COVID vaccines were originally developed to target the coronavirus strain first detected in China in 2019. Several new variants have since been detected, with Omicron considered one of the most contagious.
Moderna’s so-called bivalent vaccine targets the original 2019 virus and the BA.1 version of Omicron, which caused a sudden, exponential rise of infections in Canada last winter.
“As winter comes and as people get pushed back indoors, there is a real risk of another serious wave of COVID,” Prime Minister Justin Trudeau told reporters in Winnipeg, Manitoba.
“If we are able to hit that 80-90% of Canadians up to date on their vaccinations, we’ll have a much better winter with much less need for the kinds of restrictions and rules that were so problematic for everyone over the past years,” he said.
Health authorities in Europe and North America have also recommended bivalent vaccines, which are also made by Pfizer Inc and BioNTech.
Regulator Health Canada said in a statement that Moderna’s bivalent Spikevax booster was safe and effective, while also generating a “good immune response” against the Omicron BA.4 and BA.5 sub-variants.
Canada has secured 12 million doses of the new vaccine booster, and Moderna will start delivering them from Friday.
The United States authorized boosters from Pfizer/BioNTech and Moderna that were retooled to target Omicron BA.4 and BA.5 subvariants for everyone aged 12 and older on Wednesday.
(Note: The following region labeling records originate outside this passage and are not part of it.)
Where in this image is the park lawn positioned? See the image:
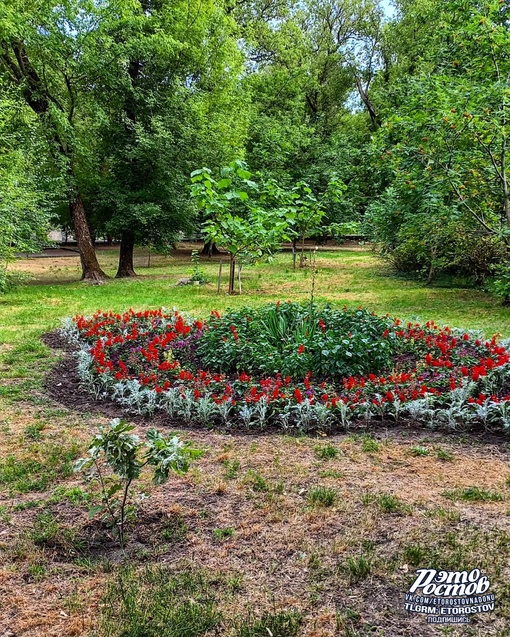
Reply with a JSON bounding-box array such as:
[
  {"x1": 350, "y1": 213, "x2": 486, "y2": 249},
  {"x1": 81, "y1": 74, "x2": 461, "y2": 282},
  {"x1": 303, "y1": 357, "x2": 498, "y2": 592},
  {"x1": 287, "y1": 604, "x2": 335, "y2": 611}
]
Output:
[{"x1": 0, "y1": 246, "x2": 510, "y2": 637}]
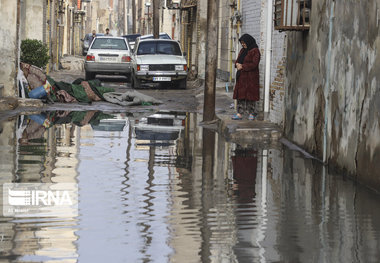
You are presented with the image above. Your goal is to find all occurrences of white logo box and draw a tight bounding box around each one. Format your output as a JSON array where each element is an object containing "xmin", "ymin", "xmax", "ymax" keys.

The European Union’s drug regulator also backed two bivalent vaccine boosters for the same age group on Thursday.
Chief medical adviser to the federal health ministry, Supriya Sharma, said at a briefing that a bivalent vaccine made by Pfizer and BioNTech was under review, and Health Canada was expecting vaccine makers to also submit applications for boosters targeting the BA.4 and BA.5 sub-variants.
By mid-August, more than 90% of Canadians over 12 had taken the primary series of a COVID vaccine, while about 57% in the same age group had taken a booster, according to official data.
Staying up-to-date on booster shots would also help to significantly reduce hospitalizations linked to COVID by winter, said Health Minister Jean-Yves Duclos.
“Vaccine protection is like a phone battery: it needs to be recharged from time to time,” he said.